The survey, focusing on finance departments in British businesses with over 250 employees, found that 55% of respondents continue to use outdated Optical Character Recognition (OCR) technology. Among these users, a striking 98% acknowledged that this technology results in errors or necessitates manual intervention.

Nathan Ollier, CEO at Open ECX, highlighted the implications of these findings: "At a time when businesses and finance teams are under huge pressure to keep costs down, further compounded by the recently announced employer tax and page increases, it is alarming to see how widespread the use of legacy OCR technology is, and worryingly, the negative effect it is having on both productivity and accuracy within finance departments."

The research, which surveyed 810 finance managers, disclosed that whilst 14% of respondents using these legacy systems experience rare errors, a significant 84% concede that manual intervention is required most or some of the time. This manual handling not only jeopardises business operations but also reduces the productivity of finance teams who must rectify these errors.

"It is clear that many finance teams are struggling with time consuming, manual processes resulting from outdated and complex technologies; the knock-on effect is unmotivated staff and disgruntled suppliers who are being forced to deal with these queries and errors, and ultimately, growth and productivity being held back," Ollier elaborated.

The survey further revealed that 78% of respondents reported manual intervention in processing between 21% and 80% of supplier invoices. In addition, 31% stated they manually addressed over 60% of such invoices. Only 13% claimed less than a 20% intervention rate in their supplier invoice handling.

The duration of time taken to complete supplier statement reconciliations adds to the concern, with over half (54%) indicating it takes more than six days, and 11% noting a timeframe of two to three weeks.

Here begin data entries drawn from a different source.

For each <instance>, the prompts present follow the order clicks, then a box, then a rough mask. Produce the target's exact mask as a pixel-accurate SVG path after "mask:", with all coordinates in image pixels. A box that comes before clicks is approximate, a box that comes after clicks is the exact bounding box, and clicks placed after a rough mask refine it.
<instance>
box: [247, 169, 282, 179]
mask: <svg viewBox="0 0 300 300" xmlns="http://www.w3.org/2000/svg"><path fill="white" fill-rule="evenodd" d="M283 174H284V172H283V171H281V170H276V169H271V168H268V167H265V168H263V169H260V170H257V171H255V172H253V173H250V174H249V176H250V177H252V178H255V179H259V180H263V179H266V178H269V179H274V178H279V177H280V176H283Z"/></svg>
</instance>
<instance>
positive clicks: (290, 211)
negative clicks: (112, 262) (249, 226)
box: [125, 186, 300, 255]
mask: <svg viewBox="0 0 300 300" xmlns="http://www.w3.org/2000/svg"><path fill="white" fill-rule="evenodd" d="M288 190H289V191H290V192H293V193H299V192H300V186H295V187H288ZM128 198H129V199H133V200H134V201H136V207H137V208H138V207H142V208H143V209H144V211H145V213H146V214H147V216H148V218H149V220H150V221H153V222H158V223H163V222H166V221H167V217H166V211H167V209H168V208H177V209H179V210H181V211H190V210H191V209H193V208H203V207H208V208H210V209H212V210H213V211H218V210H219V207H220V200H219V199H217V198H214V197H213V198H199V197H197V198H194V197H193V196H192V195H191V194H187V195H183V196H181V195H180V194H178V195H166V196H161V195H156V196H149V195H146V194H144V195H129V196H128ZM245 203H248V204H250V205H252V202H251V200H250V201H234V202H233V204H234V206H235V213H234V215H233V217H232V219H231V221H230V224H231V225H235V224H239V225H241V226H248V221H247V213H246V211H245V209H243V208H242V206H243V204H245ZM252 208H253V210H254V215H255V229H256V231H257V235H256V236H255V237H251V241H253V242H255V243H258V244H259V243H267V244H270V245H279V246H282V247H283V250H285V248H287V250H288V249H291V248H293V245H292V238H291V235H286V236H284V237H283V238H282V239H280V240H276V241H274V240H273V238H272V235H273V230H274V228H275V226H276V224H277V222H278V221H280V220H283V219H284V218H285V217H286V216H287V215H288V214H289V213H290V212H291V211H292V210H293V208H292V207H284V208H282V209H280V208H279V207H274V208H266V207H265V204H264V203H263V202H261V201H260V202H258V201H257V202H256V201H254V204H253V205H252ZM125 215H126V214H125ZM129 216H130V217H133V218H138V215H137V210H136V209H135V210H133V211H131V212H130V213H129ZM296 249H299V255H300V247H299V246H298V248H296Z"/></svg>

Nathan Ollier stressed, "The level of manual intervention required in the finance and Accounts Payable (AP) function raises major concerns around the significant time being wasted on administrative jobs that could and should be tech-driven."

With automation identified as a crucial priority for the AP function by 46% of respondents aiming to minimise manual intervention, these findings underscore the need for technological advancements to streamline processes, many of which are currently only partially automated.

Financial constraints emerged as a primary hurdle, as 59% of respondents considered budget limitations a significant barrier to advancing their automation goals. Budget concerns also influenced other challenges such as technology (48%), time (48%), and skills (43%).

Ollier concluded, "While budget constraints are likely to determine the level of investment in automation, as we head into 2025, businesses can ill afford to ignore the potential risks associated with legacy technologies. Even where some processes are partially automated, this is still likely to result in a lot of time being wasted on manual processes, keeping teams from higher-value tasks that could be driving more productivity and profit."

He added, "Finance and AP teams want technologies that can automate supplier invoice processing, that can quickly and accurately reconcile statements, and that can empower them to focus on the areas of the job that deliver real and tangible value. Yes, this is an investment, but one that will drive long-term, positive change. Put simply, can businesses afford not to update their technologies and systems?"